Director(s): Adam McKay

Writer(s): Adam McKay

Cinematography by: Greig Fraser

Editor(s): Hank Corwin

Cast: Christian Bale, Amy Adams, Steve Carell, Sam Rockwell, Alison Pill, Jesse Plemons and Tyler Perry

Review:

Adam McKay before 2015's The Big Short, was best known for his comedic work with Will Ferrell, Anchorman and Step Brothers among them, so this satire look at complex real-life events came out of nowhere, for me. McKay managed to dilute a complicated subject matter, the financial crisis, and made it engaging and entertaining. So, once it was announced that he would be tackling the life of Dick Cheney, and Christian Bale was tackling the lead role, colored me interested. Let's talk about it.

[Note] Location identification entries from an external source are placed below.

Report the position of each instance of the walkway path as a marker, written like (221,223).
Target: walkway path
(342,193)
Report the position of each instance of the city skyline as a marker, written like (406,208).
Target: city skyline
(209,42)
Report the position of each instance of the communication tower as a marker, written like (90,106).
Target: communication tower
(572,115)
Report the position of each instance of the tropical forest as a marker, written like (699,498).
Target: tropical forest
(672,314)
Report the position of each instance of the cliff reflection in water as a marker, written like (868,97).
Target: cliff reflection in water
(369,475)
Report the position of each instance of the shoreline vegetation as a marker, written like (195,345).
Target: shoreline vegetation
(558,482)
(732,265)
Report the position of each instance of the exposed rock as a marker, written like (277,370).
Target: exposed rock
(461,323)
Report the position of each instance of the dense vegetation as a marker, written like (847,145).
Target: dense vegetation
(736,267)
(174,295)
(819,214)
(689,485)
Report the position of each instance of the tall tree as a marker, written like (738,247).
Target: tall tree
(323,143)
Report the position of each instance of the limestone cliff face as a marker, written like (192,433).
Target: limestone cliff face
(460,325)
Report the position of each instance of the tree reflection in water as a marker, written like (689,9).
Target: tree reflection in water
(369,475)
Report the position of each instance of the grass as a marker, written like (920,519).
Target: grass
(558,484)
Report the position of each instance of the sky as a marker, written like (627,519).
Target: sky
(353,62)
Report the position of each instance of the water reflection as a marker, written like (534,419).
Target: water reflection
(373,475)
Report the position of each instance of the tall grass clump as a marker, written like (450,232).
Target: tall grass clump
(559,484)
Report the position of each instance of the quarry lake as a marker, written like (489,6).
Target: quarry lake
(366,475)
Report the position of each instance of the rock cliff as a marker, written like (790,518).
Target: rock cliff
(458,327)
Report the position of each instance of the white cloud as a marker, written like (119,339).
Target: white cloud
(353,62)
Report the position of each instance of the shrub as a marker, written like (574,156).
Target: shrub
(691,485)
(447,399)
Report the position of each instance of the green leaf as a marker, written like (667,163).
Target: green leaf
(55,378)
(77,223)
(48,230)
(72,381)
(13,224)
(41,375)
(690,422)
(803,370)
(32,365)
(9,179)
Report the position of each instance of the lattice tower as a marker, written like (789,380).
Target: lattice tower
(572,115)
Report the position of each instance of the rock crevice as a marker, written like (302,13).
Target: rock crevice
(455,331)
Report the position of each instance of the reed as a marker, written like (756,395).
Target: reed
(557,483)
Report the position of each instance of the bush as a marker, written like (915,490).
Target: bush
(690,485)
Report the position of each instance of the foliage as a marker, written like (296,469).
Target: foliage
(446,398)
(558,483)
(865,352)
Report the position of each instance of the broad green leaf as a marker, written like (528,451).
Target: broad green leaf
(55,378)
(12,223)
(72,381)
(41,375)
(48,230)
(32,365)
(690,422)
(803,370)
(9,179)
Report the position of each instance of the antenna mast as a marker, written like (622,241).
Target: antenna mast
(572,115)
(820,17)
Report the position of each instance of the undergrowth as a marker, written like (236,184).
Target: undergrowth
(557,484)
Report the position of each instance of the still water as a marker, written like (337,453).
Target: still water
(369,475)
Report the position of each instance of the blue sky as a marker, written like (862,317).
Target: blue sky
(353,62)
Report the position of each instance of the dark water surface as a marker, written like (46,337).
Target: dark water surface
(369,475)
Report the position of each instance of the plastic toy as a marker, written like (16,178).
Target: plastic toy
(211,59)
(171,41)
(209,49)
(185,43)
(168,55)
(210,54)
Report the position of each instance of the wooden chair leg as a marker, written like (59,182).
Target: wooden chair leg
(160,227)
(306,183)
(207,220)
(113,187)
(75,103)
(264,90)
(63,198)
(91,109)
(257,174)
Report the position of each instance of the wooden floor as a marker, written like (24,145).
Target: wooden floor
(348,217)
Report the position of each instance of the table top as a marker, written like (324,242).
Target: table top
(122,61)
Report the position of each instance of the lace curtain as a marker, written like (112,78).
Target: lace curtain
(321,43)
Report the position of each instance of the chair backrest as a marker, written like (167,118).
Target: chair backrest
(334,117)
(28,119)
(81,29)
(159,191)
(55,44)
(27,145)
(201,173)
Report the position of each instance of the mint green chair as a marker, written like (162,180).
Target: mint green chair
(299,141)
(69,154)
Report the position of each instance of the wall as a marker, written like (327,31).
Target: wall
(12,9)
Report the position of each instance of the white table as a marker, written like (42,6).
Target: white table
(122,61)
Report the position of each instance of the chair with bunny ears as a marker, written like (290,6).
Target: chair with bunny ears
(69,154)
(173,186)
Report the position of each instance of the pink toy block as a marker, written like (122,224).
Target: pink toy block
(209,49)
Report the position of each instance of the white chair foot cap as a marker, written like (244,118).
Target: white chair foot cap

The story starts in 1963, a young Cheney (Bale) after a long night of drinking is given an ultimatum by his wife Lynne (Adams). From there Dick's goal in life is clear, he will become the successful man his wife deserves. The story tracks him from his 1969 internship at the White House under Rumsfeld (Carell) all the way to his Vice Presidency alongside George W. Bush (Rockwell), showcasing all the power moves he made behind the scenes that would change the political landscape for years to come. McKay once again utilized a narrator (Plemons) to help the audience understand most of the complex ideas explored throughout the runtime. However, this time around instead of asking celebrities to explain a decision or idea, he spliced them within the story, my favorite being the restaurant scene in where Alfred Molina gives them the choices of war and torture. While I did enjoy the movie and found it funny, the tone of the film felt more heavy-handed than The Big Short and could be that there was no way around it, but I wished it was a bit subtler than it was.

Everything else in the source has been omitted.